The programme for developing a lifelong guidance system in Hungary is part of the Social Renewal Operational Programme (TÁMOP, Measure 2.2.2). The overall objective is to further develop career guidance and information tools available for all parties concerned and, as a result, to increase the labour market efficiency of the population of working age.
The programme rests on four major capacity-building pillars, carrying significant individual and social consequences for all labour market participants:
- a core network of lifelong guidance professionals,
- a wider lifelong guidance delivery network on different delivery levels,
- increase of the number of career guidance professionals, and
- development of career information tools.
These components provide the basis for development in that they improve both the career and self-knowledge of individuals who are seeking career guidance and their ability to make adequate career and training choices. In addition, they also contribute to the development of life and career path building competences. These changes will most certainly have a positive impact on the efficiency of the education system as well as on the success rate of individual clients trying to secure employment for themselves.
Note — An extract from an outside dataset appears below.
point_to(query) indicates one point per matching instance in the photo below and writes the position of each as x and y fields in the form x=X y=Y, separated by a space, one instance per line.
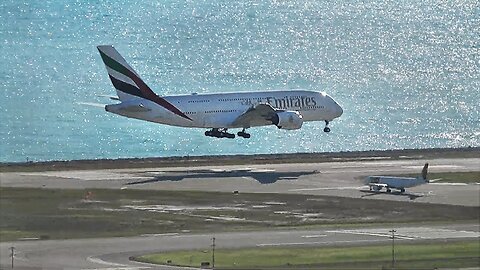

On a socio-economic level that will contribute to a decrease in labour-market mismatches which, in turn, will increase the economy’s competitiveness, leading to higher employment figures and a reduction in social benefit expenditure.
1. The core network of lifelong guidance services
To provide lifelong guidance delivery for those who would like to seek professional advice prior to making career-related decisions, a new complimentary network has been established with 50 professional career counsellors, based in 24 cities and towns. Career guidance services are free of charge for the public. To ensure a uniform standard of operation, a set of unified guidelines has been developed. The guidelines cover all major aspects of the career counsellor’s work, including individual and group counselling, outreach programmes or the organisation of work visits. These services are available both in person or in the form of distance counselling (by phone, email).
2. The wider network of lifelong guidance delivery
Networks in all the seven regions of the country have been set up to cover all professionals working in guidance-related roles with potential users of a lifelong guidance service. More than 3 500 of such people have been contacted, out of which 600 work as trained career guidance providers and have some sort of lifelong guidance qualification. One of the main objectives is to encourage people working in different sectors (employment, public culture, education, social services, labour administration or entrepreneurial human resources) to develop a common identity as lifelong guidance professionals who belong to the same professional community. Participation at regional professional workshops organised on a regular basis constitutes the first step in that direction.
3. Increasing the number of career guidance professionals
Within the programme, special emphasis is laid on the training of professionals working in the field of career guidance or related areas. The long-term goal is to establish a professional community that is capable of providing high-standard career guidance services for people of all ages, educational backgrounds, circumstances and career ambitions. To this end, more than 1 900 teachers, social workers and other professionals in human services have participated in short, 30-hour training courses designed to train them in basic career guidance skills. In addition, as part of the TÁMOP 2.2.2 programme, support is being provided for two master’s level programmes in career guidance in cooperation with two universities.
4. Development of career information tools
Substantial developments have taken place in the development of career information tools, too. In accordance with the new occupation classification (based on ISCO-08) effective as of January 1, 2011, thematic films and file folders have been updated and new ones produced. The setting up of the National Lifelong Guidance Portal has also been started. Its Beta version is already accessible,, with new functions and tools continuously being added to it. While still under construction, the new portal will have several innovative components. These include, for example, a wide range of self-assessment questionnaires addressed to different target groups as well as databases, covering all sectors of education, training and employment opportunities. In addition, a Virtual Community of Career Guidance Professionals will also be set up to help professionals to get and keep in touch with one another.